百貨店業界の定番イベントとして定着するのか――。

百貨店の大手各社は今年、夏のセールを初めて2回に分けて実施した。1回目は6月末から10日間程度開催。春や初夏の衣料品をセール対象として販売した。2回目は主に7月27日前後から8月中旬まで展開。各社ともに、盛夏や晩夏の衣料品在庫を一掃した。

これまで夏のセールは7月初旬スタートの1回実施が慣例化。ただ、「段階的に値下げしていって、なだらかに売り上げが落ちていく」(アパレル業界関係者)ことで、ダラダラと値引き販売が続いていた。
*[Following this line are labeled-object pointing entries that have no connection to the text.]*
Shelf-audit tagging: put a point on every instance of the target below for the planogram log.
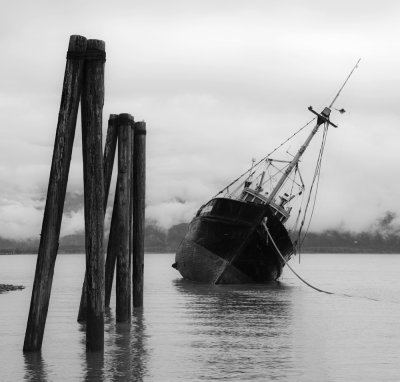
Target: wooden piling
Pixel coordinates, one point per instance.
(93, 177)
(123, 276)
(112, 252)
(108, 162)
(52, 218)
(139, 195)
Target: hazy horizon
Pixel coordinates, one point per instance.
(218, 83)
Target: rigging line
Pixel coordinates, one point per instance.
(261, 160)
(286, 263)
(345, 82)
(316, 190)
(316, 172)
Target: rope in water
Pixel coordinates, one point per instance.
(286, 263)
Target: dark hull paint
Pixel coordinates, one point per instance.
(226, 243)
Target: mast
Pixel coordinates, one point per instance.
(322, 118)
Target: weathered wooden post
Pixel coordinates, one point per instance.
(50, 234)
(112, 251)
(139, 195)
(108, 162)
(123, 277)
(93, 177)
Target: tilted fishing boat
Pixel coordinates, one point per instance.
(241, 237)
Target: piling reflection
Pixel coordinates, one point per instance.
(35, 367)
(125, 355)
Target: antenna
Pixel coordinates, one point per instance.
(345, 82)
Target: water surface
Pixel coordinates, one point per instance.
(192, 332)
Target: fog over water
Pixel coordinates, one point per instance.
(218, 83)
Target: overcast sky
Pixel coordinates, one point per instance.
(218, 83)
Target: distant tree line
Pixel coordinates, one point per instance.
(162, 240)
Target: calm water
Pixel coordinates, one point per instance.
(191, 332)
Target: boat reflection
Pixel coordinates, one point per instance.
(234, 325)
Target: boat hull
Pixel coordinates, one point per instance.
(227, 243)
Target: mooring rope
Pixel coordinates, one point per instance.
(286, 263)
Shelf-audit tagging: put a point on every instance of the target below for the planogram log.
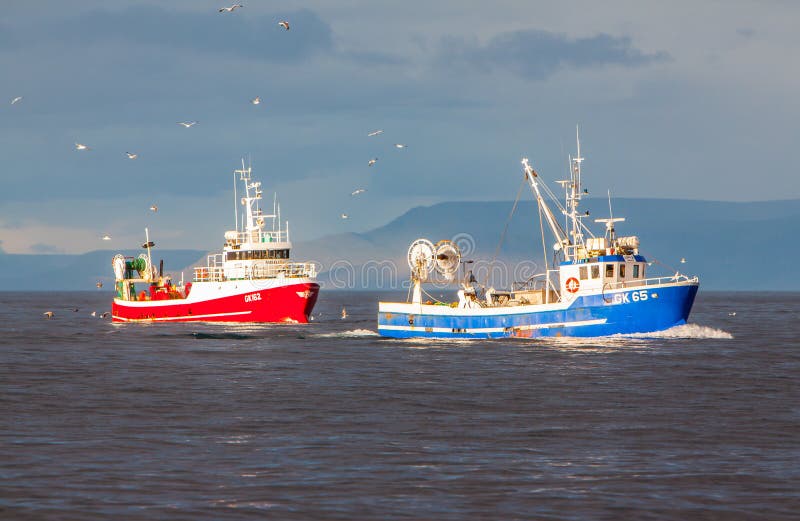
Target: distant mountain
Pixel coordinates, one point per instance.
(731, 246)
(79, 272)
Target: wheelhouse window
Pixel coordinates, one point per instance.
(257, 255)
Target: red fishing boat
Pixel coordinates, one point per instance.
(252, 280)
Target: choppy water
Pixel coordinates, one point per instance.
(329, 421)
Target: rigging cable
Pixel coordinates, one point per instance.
(505, 229)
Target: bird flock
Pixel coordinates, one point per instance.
(82, 147)
(370, 163)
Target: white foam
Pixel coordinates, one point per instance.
(685, 331)
(353, 333)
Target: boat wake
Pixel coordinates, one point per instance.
(353, 333)
(684, 331)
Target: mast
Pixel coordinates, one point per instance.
(558, 232)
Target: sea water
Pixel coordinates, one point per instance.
(330, 421)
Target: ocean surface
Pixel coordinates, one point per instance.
(329, 421)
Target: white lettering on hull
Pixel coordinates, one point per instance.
(252, 297)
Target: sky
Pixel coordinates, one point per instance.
(684, 99)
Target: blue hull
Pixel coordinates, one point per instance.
(631, 310)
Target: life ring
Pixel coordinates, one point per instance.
(572, 285)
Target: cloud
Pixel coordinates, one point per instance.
(44, 248)
(239, 34)
(539, 54)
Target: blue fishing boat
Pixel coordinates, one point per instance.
(596, 285)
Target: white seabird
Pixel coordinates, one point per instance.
(230, 9)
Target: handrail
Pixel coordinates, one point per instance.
(651, 281)
(262, 270)
(260, 236)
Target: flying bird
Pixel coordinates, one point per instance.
(230, 9)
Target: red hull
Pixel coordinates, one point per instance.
(290, 303)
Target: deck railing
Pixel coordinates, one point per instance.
(265, 269)
(649, 282)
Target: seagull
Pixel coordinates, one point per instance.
(230, 9)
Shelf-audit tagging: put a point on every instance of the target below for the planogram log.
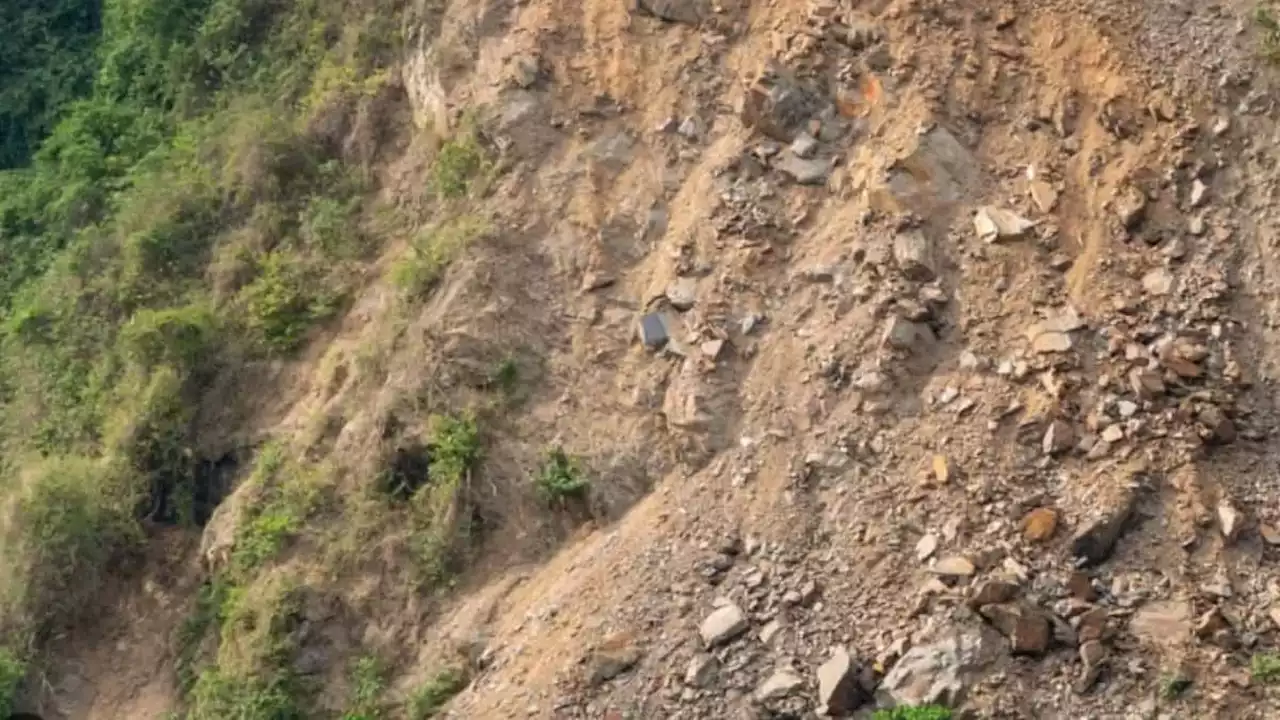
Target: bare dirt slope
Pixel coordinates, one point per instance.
(972, 340)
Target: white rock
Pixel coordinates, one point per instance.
(993, 224)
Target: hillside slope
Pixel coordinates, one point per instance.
(753, 360)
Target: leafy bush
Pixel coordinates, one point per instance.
(368, 682)
(219, 696)
(284, 302)
(12, 671)
(288, 496)
(561, 478)
(455, 449)
(435, 693)
(456, 165)
(252, 678)
(1265, 668)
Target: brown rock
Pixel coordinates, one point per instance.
(1219, 428)
(689, 12)
(777, 105)
(1183, 368)
(901, 333)
(840, 689)
(1042, 195)
(1146, 383)
(1166, 623)
(993, 592)
(615, 656)
(954, 566)
(1270, 534)
(1047, 342)
(1040, 524)
(914, 256)
(1229, 519)
(1210, 623)
(723, 625)
(1159, 282)
(1027, 628)
(1059, 438)
(1098, 534)
(1092, 624)
(1080, 587)
(942, 469)
(1130, 206)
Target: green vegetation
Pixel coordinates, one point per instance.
(506, 376)
(1265, 668)
(432, 251)
(458, 164)
(46, 62)
(560, 478)
(368, 683)
(438, 511)
(251, 677)
(1269, 32)
(914, 712)
(12, 671)
(184, 187)
(430, 698)
(195, 628)
(1173, 686)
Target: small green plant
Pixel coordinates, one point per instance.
(368, 682)
(432, 253)
(1269, 31)
(219, 696)
(455, 449)
(504, 376)
(1173, 686)
(914, 712)
(1265, 668)
(432, 697)
(457, 164)
(191, 634)
(561, 478)
(12, 671)
(178, 336)
(284, 301)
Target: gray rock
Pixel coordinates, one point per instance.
(936, 674)
(654, 331)
(1059, 438)
(723, 625)
(778, 106)
(995, 224)
(702, 670)
(804, 172)
(1130, 206)
(1097, 537)
(682, 294)
(1027, 628)
(804, 145)
(901, 333)
(914, 256)
(611, 661)
(689, 12)
(840, 687)
(780, 684)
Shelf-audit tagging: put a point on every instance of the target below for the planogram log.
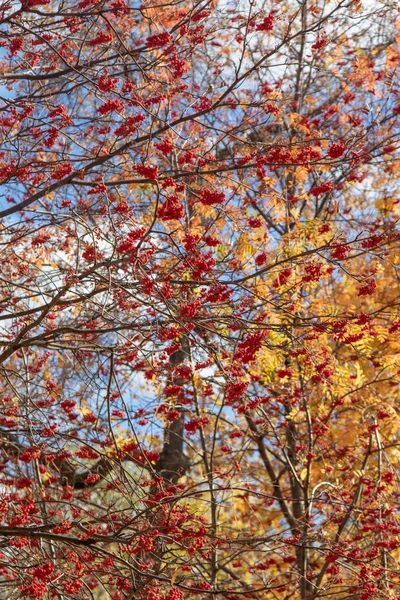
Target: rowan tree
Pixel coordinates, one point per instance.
(199, 299)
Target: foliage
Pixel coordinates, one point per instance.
(199, 299)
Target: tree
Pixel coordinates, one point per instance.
(199, 300)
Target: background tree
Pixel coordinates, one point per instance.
(199, 300)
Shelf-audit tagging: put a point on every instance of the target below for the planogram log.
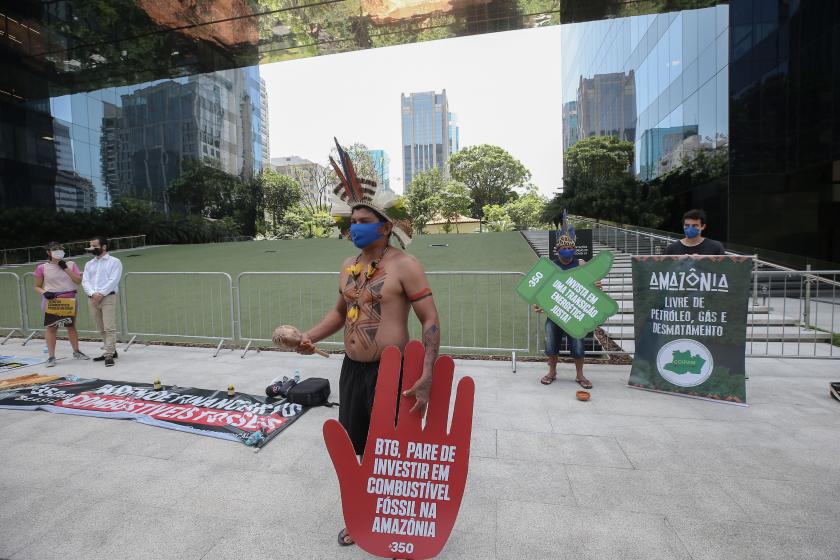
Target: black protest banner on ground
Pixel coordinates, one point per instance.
(690, 316)
(247, 418)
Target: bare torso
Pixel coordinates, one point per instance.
(382, 307)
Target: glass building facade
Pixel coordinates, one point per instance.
(382, 164)
(752, 86)
(130, 142)
(454, 134)
(425, 132)
(784, 178)
(660, 81)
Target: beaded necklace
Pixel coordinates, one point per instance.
(356, 271)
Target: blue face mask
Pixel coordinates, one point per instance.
(363, 235)
(566, 254)
(691, 231)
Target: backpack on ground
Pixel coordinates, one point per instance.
(313, 391)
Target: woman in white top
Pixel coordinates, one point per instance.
(57, 278)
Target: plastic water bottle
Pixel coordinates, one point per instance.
(254, 439)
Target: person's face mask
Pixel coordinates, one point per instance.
(566, 254)
(363, 235)
(691, 231)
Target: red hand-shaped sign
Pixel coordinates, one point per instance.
(402, 500)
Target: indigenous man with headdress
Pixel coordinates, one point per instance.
(377, 289)
(563, 255)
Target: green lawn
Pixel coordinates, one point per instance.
(477, 310)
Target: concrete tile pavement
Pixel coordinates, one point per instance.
(630, 474)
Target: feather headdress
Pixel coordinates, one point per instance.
(353, 192)
(567, 233)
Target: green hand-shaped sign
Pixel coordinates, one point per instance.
(570, 297)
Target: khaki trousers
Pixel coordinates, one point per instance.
(105, 316)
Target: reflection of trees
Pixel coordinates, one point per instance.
(598, 183)
(297, 31)
(101, 43)
(590, 10)
(699, 182)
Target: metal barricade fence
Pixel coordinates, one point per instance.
(11, 304)
(35, 313)
(35, 253)
(478, 311)
(179, 305)
(791, 313)
(268, 299)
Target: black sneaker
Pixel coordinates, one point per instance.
(103, 357)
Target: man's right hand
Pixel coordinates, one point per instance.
(306, 345)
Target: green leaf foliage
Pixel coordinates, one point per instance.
(490, 173)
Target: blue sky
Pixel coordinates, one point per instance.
(504, 88)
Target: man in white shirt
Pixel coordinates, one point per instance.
(101, 281)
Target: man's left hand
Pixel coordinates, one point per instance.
(420, 391)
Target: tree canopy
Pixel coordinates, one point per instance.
(490, 173)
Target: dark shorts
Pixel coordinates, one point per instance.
(51, 320)
(553, 339)
(356, 388)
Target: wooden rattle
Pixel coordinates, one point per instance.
(288, 338)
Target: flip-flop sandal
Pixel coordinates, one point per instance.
(342, 536)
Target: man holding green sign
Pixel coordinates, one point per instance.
(570, 295)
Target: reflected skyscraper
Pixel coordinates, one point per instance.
(663, 149)
(425, 132)
(660, 81)
(132, 142)
(72, 191)
(571, 133)
(606, 106)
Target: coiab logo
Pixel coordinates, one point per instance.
(685, 362)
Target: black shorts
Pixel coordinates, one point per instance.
(356, 388)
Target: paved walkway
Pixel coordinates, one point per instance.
(628, 475)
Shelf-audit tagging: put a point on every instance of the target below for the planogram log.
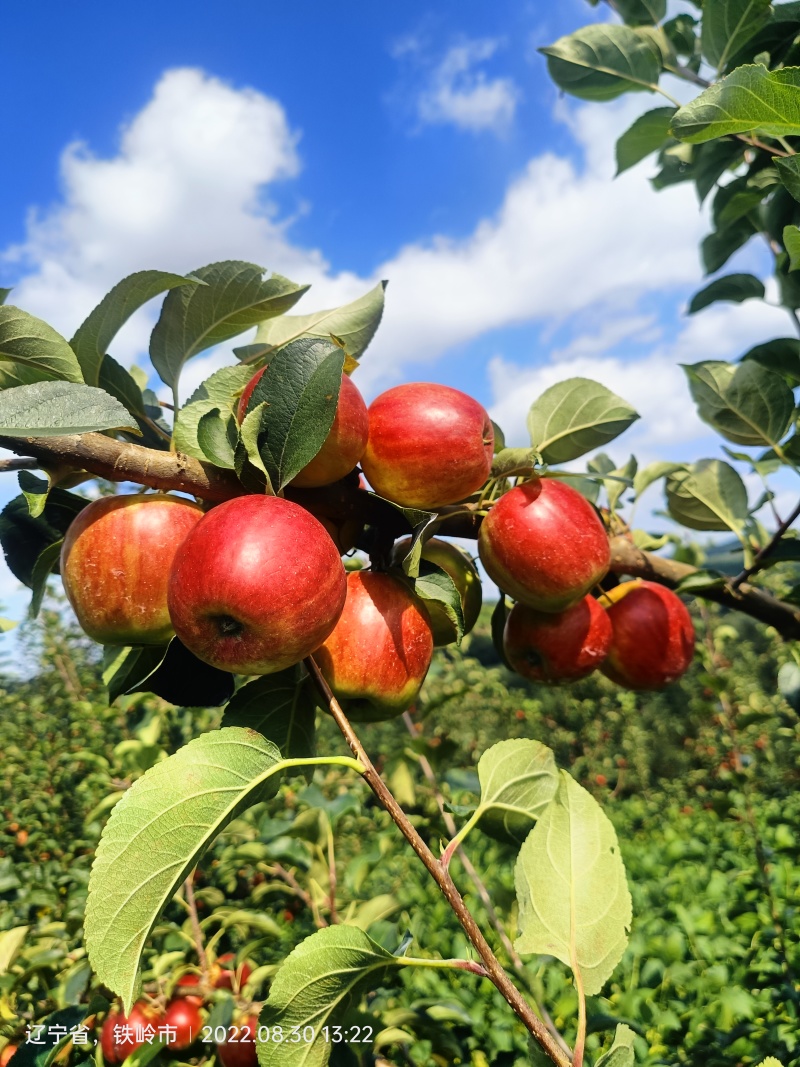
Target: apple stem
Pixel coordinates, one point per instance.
(494, 971)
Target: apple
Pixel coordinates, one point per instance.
(653, 640)
(379, 653)
(242, 1051)
(346, 440)
(544, 544)
(560, 647)
(456, 562)
(115, 564)
(256, 587)
(186, 1019)
(429, 445)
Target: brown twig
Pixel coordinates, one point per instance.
(442, 877)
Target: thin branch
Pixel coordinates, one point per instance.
(443, 879)
(767, 551)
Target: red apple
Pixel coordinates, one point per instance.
(256, 586)
(544, 544)
(653, 641)
(240, 1052)
(378, 655)
(186, 1019)
(429, 445)
(115, 564)
(456, 562)
(345, 443)
(561, 647)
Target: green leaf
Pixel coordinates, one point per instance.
(575, 416)
(728, 25)
(571, 887)
(648, 133)
(94, 335)
(281, 706)
(352, 324)
(518, 779)
(434, 584)
(782, 354)
(300, 389)
(621, 1053)
(746, 402)
(52, 409)
(35, 347)
(736, 288)
(789, 174)
(46, 564)
(126, 668)
(218, 435)
(603, 61)
(317, 985)
(193, 318)
(155, 837)
(221, 391)
(750, 99)
(707, 495)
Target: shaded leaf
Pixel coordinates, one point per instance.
(156, 834)
(575, 416)
(35, 347)
(94, 335)
(571, 887)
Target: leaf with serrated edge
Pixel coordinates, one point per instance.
(746, 402)
(324, 976)
(354, 324)
(155, 837)
(52, 409)
(236, 296)
(518, 779)
(280, 706)
(30, 341)
(571, 887)
(750, 99)
(575, 416)
(94, 335)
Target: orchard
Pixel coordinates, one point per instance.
(273, 546)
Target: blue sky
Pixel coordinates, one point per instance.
(339, 144)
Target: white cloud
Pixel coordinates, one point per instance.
(461, 95)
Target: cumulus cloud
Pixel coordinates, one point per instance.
(462, 95)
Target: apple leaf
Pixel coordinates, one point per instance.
(317, 985)
(300, 391)
(235, 297)
(156, 834)
(52, 409)
(575, 416)
(353, 325)
(282, 707)
(35, 348)
(94, 335)
(571, 887)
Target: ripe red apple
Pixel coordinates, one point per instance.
(456, 562)
(185, 1017)
(429, 445)
(653, 641)
(560, 647)
(226, 974)
(346, 440)
(256, 586)
(115, 564)
(544, 544)
(242, 1051)
(378, 655)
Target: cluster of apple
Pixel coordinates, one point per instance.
(257, 583)
(180, 1023)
そこで、例年売り上げが落ちる7月中旬以降の衣料品販売をテコ入れするための策として、セールの2回実施が打ち出された。

衣料品の売り上げが2ケタ増の店舗も

今回の初の試みに対して、百貨店関係者はおおむね「一定の成果はあった」と評価する。日本百貨店協会が8月21日に発表した7月の全国百貨店売上高は5132億円と、前年同月比で6.1%減少。台風の上陸や西日本を襲った豪雨などの天候不順が響き、客足が鈍った。

そんな中、同協会は7月27日前後からのセールについて「台風の影響を受けた日を除く月末業績で、前年を上回る効果があった」と強調。特に東京地区については、「(台風の影響を受けた日を除き)衣料品の伸びが2ケタを超える店舗も多く見られた」という。

業界最大手の三越伊勢丹ホールディングスは、2012年の夏からセールの開始時期を他社よりも遅くしていた。値引きに頼らずに販売することで、収益改善につなげる狙いなどがあった。ただ、2018年の冬のセールは1月4日から開始し、競合他社と歩調を合わせていた。

今回の夏のセールも他社と同様に、6月29日から7月10日まで1回目、7月27日から8月7日まで2回目を開催した(※店舗によっては終了時期が異なる)。「猛暑の影響で日傘やサングラスが売れており、その押し上げ効果もあるが、1つのイベントとしては効果があったのではないか」と、三越伊勢丹は説明する。特に、7月27日から7月31日の旗艦店売上高は、2ケタの伸びを示した。